然,慕沉川有所诧异是在于——谢非予等的那个人——竟是萧太后。

她一想便知,谢非予兵困柏尧,为的就是逼萧太后来见他,这个男人实在是恶劣!

常简不敢怠慢,他连忙上前两步微微躬身了下去,他国之主亦是国主,作为下官,恭请之礼是必不可少的。

寒意冬风夹杂着山巅落下的细细雪点刮过众人脸庞时,那轿帘终是掀开了一角。

金乌逐日,黯纹鞋履踩踏出了一步,帘上的玉珠都叮叮当当的直作祟,你看到一丝不苟的花白发髻上缠着金玉薄片,璎珞环佩在日光下灼灼之华,老妇人身形端庄,唇上点着少女才有的红蔻,但是一张脸却少施粉黛,乍一眼你觉得她雍容但慈祥,可是唇上那抹艳红又衬着眼底流淌的锋锐叫人不敢造次。

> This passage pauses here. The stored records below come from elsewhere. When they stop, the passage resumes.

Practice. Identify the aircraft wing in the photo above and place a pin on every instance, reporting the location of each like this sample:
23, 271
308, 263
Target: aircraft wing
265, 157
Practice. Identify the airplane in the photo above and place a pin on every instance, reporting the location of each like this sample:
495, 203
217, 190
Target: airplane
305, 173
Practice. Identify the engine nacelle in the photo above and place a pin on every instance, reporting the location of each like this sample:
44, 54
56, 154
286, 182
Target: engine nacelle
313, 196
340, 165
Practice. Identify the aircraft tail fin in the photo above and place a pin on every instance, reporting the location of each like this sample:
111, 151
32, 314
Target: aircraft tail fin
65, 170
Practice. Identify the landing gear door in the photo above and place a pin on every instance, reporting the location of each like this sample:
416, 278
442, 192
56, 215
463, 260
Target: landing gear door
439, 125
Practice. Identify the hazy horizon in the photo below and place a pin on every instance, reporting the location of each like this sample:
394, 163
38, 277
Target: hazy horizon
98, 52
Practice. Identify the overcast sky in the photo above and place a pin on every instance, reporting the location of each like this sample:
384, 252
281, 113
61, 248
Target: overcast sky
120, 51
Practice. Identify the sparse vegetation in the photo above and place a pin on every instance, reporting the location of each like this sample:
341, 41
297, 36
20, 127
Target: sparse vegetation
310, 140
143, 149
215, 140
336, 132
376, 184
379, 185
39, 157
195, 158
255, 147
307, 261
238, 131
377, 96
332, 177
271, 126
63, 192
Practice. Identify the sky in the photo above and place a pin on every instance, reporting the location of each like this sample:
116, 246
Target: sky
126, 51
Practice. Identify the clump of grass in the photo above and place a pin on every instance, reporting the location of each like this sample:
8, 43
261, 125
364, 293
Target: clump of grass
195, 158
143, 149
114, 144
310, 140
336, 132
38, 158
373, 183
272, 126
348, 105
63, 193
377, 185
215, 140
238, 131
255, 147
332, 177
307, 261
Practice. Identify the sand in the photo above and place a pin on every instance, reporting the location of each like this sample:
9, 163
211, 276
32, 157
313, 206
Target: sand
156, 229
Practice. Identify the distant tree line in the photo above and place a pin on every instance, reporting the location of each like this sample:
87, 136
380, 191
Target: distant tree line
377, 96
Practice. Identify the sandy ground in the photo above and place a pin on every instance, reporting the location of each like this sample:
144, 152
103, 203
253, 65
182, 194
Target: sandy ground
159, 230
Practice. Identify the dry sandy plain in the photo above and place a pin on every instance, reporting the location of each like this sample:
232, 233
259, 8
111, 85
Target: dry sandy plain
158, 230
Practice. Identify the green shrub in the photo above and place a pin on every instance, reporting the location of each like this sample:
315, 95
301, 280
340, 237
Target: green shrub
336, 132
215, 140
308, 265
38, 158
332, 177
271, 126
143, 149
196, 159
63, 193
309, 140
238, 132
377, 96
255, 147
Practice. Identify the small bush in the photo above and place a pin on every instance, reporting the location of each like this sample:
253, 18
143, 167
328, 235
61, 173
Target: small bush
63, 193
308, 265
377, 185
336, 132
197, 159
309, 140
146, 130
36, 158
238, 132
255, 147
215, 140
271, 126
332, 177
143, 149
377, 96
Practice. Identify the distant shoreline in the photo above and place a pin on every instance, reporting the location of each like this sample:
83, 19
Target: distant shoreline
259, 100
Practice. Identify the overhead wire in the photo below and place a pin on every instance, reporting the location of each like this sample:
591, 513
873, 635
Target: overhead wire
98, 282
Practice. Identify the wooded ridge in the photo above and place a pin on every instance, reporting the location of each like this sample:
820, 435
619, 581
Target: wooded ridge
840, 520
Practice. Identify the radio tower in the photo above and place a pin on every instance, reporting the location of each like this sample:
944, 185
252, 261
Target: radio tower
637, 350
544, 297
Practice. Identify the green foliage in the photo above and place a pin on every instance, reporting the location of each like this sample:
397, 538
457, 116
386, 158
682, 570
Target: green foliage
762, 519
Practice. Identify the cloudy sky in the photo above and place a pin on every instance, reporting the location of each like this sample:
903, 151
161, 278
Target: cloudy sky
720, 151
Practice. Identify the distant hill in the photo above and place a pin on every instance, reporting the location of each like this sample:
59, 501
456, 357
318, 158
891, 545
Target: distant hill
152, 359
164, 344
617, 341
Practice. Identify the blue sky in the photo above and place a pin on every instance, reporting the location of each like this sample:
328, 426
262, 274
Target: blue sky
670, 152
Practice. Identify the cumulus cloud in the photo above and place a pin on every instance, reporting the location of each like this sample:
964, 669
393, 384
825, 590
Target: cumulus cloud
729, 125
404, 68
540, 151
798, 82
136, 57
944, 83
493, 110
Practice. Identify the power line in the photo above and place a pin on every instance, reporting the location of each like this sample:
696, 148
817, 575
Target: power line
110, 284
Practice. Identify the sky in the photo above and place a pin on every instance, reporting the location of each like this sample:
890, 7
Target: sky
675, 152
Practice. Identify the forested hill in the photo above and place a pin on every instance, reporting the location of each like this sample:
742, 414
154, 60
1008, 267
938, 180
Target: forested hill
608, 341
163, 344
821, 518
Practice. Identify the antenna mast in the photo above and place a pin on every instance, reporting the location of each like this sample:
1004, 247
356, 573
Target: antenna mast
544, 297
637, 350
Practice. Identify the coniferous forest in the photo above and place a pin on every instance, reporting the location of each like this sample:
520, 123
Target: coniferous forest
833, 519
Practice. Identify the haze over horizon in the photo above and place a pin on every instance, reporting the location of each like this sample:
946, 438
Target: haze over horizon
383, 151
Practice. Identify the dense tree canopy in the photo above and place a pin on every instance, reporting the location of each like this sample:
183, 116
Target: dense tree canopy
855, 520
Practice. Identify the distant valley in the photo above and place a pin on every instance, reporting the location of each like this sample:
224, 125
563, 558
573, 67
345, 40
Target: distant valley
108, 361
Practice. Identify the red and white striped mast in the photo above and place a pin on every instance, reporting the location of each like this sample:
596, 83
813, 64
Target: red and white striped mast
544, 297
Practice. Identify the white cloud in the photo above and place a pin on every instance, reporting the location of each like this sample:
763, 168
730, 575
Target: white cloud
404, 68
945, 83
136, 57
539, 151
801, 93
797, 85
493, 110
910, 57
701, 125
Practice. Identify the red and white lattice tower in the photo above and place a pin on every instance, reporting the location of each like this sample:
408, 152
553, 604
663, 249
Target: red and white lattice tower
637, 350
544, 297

确实,她目光不够明亮甚至一双眼中有所混沌,但那其中分明夹杂着历尽了沧桑的坦然和无畏感。

仿佛她站在此处,那么,便谁也不会高居于她。

萧太后,这,便是西夜的,萧太后吗。

常简只觉的那帝女花端端一站,水波浩渺,玄色森然就叫人不敢置喙过多,她没有说话可比说话时的声势更是叫人不敢插嘴,老女人只是轻轻挥了挥手,一旁的侍从心领神会,捧着一个漆色盒子低低垂着脑袋匆匆的步了上来。

常简就成了替谢家王爷接手盒子的人,沉甸甸的,置在手中微微下压,那交递的侍从朝着小副将微微颔首,示意他打开,就仿佛这是萧太后送给天怙和谢非予的一份礼。